Your child arrangements aren't working
You should try and speak to your ex-partner if the child arrangements you’ve agreed aren’t working - for example, if you’re not seeing your children as much as you want.
You might be able to make changes, using mediation if you need to, and avoid spending money on going to court. Court can be stressful for everyone, especially children.
If your children are over 16, you should try and work out arrangements yourselves. A court won’t usually make decisions about a child who's 16 or older.
If you still can’t agree and your children are under 16, you can go to court to sort out arrangements that you’ll both have to stick to.
If your partner makes you feel anxious or threatened, you should get help.
Men's Advice Line is a charity that helps men suffering domestic abuse. You can call their helpline on 0808 801 0327 between 9am to 5pm, Monday to Friday.
If you’re unsure about what to do next, contact your nearest Citizens Advice.
Change your original agreement
Before you get anyone else involved, it’s worth talking about what’s not working.
Look back at what you originally agreed. Try to make some changes to the things that aren't working.
For example, you could:
- change when and where you see your children
- get someone you trust involved, such as a grandparent or a friend you both know, to help arrange when and where you see your children
The Ministry of Justice has a guide to sorting out child arrangements that might help if you and your ex-partner are struggling to make your agreement work.
If you can’t speak to your ex-partner
If you’re really struggling to speak to your ex-partner and resolve what’s not working, it’s a good idea to start keeping a diary.
Write down any time your ex-partner hasn’t stuck to the agreements - for example, if they keep bringing your children home later than promised without a good reason.
This will be useful if you do need to go to court, because it will show why the arrangement hasn't worked.
Relate has advice on negotiating with your ex-partner if they won't let you see the children.
Go to mediation
You should try mediation before going to court - it can be cheaper and usually quicker. You can check if you’re eligible for legal aid on GOV.UK.
You’ll speak to a ‘mediator’, who will try and help you agree on how to work out your arrangements between yourselves.
You don’t have to go to mediation, but you should at least start it if you think you might go to court later. If you go to court you’ll need to prove you went to an introductory meeting called a ‘mediation information and assessment meeting’ (MIAM). At the introductory meeting you’ll find out what mediation is and how it can help you.
There are exceptions when you don’t have to go to a MIAM first - for example, if you’ve suffered domestic abuse.
If you decide to go to court
You’ll usually need to have done everything you can to make your arrangements work.
You’ll have to tell the court what your original agreements were and why they didn’t work.
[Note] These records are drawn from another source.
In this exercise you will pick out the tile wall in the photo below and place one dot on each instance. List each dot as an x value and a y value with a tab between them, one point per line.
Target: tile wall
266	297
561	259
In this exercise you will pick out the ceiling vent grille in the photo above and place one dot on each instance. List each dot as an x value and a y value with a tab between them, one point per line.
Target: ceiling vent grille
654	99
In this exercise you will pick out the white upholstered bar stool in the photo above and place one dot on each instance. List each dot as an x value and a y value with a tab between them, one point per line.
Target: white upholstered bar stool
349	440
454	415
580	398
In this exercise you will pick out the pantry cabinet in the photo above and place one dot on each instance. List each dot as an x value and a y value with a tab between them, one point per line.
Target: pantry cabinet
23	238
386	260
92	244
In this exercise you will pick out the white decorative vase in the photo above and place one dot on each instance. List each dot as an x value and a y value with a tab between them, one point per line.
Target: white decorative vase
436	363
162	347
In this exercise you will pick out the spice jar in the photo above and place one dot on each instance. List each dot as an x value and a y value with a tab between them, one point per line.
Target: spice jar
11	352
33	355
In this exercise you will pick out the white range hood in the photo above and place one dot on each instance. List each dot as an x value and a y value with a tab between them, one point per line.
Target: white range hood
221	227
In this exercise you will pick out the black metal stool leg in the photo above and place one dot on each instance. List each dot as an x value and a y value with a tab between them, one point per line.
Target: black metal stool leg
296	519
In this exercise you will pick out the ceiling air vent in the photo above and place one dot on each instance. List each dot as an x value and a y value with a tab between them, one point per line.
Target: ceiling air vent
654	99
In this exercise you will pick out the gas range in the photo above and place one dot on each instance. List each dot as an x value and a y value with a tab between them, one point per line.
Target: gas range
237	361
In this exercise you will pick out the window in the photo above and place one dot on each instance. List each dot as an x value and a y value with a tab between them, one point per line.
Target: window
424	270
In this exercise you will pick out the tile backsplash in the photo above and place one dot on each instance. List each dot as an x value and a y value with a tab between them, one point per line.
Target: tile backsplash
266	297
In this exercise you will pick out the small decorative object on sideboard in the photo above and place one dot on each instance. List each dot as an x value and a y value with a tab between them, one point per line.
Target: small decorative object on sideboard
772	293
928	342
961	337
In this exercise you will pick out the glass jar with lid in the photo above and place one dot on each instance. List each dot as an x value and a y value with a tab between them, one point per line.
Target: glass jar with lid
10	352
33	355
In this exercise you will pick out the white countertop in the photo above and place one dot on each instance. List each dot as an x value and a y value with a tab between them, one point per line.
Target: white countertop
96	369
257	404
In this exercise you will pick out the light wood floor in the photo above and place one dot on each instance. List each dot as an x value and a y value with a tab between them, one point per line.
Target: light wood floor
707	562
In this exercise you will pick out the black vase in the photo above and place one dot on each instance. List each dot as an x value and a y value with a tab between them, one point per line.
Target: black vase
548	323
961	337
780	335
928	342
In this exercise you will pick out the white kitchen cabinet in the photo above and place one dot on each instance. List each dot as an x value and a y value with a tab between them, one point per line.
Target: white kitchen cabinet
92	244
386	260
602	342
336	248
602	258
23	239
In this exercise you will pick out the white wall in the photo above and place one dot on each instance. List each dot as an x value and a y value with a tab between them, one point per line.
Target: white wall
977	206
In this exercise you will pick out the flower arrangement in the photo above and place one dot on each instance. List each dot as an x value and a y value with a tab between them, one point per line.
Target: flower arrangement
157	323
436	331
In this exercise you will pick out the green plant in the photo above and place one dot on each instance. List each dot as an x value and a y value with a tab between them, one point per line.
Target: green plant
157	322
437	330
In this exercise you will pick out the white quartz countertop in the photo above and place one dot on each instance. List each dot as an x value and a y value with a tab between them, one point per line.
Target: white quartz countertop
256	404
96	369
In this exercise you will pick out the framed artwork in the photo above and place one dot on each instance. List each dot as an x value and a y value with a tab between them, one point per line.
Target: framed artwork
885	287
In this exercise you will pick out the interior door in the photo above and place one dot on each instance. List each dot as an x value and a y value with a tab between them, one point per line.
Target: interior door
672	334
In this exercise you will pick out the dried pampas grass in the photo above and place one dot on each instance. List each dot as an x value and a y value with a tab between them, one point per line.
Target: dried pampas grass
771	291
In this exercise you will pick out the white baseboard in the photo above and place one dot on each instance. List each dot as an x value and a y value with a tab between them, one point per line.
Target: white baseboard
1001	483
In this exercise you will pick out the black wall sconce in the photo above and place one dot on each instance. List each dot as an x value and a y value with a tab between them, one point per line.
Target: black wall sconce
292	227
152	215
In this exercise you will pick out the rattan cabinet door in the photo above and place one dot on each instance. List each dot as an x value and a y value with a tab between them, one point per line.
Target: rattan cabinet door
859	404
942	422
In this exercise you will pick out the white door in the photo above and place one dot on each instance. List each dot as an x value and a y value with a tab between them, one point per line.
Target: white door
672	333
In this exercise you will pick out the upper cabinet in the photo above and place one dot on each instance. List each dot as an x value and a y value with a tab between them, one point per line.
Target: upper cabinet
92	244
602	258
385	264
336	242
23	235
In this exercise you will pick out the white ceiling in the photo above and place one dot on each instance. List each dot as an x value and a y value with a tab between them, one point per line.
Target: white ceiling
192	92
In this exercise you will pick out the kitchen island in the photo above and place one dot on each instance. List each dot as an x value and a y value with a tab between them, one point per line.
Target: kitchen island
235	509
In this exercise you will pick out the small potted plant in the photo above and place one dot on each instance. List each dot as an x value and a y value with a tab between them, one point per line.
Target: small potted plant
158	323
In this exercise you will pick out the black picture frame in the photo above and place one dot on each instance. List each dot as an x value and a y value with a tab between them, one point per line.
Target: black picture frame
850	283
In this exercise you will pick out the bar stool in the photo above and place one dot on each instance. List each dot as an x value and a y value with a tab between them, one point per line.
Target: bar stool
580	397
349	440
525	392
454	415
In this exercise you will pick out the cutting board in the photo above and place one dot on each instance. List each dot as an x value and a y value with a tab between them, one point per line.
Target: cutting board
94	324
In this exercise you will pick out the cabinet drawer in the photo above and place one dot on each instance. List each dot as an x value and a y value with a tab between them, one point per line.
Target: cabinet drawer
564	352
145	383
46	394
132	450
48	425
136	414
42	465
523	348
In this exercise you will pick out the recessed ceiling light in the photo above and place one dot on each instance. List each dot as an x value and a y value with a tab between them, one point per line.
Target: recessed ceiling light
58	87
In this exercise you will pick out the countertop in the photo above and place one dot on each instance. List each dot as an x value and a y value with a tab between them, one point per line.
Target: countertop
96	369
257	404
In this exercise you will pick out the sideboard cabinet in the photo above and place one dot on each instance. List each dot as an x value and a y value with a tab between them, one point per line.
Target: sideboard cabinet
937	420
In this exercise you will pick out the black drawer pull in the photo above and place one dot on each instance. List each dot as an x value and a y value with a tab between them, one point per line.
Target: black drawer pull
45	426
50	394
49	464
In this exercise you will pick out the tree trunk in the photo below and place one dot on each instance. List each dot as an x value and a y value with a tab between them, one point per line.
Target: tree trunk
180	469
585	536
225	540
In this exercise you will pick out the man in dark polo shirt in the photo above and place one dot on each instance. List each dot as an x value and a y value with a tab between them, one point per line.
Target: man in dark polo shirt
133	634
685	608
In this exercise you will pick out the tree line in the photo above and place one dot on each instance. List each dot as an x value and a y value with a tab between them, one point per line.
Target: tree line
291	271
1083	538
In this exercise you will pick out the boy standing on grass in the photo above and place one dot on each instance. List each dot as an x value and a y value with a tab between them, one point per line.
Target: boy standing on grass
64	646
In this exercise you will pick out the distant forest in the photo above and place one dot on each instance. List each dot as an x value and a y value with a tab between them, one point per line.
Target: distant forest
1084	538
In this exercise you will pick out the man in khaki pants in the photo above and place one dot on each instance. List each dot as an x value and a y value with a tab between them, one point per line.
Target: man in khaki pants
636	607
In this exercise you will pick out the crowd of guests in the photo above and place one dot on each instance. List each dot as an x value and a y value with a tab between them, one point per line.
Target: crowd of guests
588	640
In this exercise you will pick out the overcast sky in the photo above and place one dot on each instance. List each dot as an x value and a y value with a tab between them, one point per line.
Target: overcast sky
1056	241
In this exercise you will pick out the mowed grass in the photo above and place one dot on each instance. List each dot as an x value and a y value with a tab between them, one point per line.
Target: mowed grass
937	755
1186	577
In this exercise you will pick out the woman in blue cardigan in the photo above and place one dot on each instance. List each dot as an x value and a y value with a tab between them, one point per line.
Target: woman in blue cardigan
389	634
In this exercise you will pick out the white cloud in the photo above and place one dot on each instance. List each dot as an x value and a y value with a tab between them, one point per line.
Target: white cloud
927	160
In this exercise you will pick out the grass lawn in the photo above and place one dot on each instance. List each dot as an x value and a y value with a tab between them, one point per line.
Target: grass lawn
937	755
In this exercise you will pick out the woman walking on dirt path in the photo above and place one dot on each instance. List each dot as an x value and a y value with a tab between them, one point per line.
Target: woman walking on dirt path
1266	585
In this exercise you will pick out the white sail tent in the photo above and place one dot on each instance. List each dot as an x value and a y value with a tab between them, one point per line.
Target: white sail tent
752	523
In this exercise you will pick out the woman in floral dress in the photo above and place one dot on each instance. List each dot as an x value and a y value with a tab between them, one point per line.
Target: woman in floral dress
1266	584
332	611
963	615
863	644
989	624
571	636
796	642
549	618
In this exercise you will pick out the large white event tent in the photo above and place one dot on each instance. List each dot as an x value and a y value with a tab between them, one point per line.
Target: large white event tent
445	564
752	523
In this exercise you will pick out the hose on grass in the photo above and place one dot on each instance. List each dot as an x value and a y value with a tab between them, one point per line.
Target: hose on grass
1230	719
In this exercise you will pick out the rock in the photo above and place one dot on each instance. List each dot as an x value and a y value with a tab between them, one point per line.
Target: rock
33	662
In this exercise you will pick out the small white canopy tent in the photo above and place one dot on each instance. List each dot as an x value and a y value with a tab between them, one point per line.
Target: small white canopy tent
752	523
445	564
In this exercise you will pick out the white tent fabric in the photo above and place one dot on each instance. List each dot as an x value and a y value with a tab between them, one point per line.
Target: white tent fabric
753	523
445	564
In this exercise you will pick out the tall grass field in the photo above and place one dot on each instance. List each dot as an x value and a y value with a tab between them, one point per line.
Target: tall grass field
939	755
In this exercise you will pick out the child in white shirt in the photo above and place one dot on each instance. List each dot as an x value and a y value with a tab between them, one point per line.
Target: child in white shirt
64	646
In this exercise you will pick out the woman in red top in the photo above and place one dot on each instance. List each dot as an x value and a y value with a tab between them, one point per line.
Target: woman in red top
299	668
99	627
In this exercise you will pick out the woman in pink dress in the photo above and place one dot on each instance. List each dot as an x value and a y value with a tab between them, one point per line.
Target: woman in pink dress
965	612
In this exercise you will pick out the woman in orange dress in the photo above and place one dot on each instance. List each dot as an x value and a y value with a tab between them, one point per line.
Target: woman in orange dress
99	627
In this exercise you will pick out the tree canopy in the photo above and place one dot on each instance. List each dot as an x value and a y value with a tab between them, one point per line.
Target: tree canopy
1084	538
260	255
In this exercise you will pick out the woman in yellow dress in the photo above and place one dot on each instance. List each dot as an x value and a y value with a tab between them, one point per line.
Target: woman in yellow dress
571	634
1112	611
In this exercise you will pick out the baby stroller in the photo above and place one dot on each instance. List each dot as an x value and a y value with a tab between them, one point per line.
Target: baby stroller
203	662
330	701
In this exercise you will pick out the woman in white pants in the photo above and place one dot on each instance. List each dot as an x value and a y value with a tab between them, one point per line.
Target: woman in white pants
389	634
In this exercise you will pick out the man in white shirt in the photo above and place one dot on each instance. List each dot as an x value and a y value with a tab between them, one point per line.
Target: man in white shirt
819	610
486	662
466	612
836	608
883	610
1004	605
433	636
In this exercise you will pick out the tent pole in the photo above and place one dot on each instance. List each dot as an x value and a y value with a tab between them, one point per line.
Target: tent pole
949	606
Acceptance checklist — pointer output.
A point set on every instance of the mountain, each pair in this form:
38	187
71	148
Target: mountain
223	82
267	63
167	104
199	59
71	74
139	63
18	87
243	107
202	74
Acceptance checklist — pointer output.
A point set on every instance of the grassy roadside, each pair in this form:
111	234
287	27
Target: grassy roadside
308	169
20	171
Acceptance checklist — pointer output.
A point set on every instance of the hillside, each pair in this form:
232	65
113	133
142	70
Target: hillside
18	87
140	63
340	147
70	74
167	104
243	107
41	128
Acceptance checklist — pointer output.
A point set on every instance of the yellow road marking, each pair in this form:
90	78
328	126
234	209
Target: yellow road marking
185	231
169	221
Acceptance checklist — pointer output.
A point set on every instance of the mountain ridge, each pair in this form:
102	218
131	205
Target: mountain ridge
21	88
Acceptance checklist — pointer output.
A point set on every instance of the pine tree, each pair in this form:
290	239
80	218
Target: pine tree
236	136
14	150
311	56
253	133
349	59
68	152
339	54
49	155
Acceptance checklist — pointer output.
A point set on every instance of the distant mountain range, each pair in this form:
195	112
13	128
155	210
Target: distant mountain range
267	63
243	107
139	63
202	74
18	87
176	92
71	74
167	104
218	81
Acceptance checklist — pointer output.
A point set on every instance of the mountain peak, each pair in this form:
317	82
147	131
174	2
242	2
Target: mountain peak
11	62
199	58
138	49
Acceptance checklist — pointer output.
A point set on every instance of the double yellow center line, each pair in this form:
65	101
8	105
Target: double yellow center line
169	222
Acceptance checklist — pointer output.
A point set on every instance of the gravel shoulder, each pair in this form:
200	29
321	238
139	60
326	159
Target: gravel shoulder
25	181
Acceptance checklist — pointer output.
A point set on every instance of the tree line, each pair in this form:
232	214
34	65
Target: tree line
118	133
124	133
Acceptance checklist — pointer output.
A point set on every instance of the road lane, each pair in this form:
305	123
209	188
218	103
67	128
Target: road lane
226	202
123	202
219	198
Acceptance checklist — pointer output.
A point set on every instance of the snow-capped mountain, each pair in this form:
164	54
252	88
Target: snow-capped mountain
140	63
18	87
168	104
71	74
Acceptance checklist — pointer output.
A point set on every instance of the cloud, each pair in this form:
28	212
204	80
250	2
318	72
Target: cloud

You’ll also need to tell them what new arrangements you think will work.
You can go straight to court if you've experienced domestic violence. You can usually get help to pay for a solicitor - check on GOV.UK.
If you're on a low income, you might get help with court fees.
You can ask the court for a ‘child arrangements order’, which can say:
- who your children live with and where
- when and how your children will see both parents
- who else your children will see, for example family friends and relatives
The court's decision will be based on what they think is best for the child. This is different for every family but the court will usually try to make sure that children see both parents - unless there's a risk of violence or abuse.
It’s best to get legal help if you go to court. Contact your nearest Citizens Advice for help finding a solicitor.
You can apply to the court for the arrangements order by following the steps on GOV.UK.
You’ll have to appear in court. You can ask to appear in a different room in court from your ex-partner.
You can ask to appear in a different room in court from your ex-partner if you’ve experienced domestic abuse or have another reason to be apart.
Before the hearing, someone will contact you and your ex-partner from an organisation called the Children and Family Court Advisory and Support Service (Cafcass). Cafcass work with families and the court to help decide what should happen in cases that involve children. The person from Cafcass will also speak to your children before the hearing. You can find out more about what Cafcass do on their website.
The court will decide your new arrangements - you’ll have to stick to them, even if you don’t agree with them.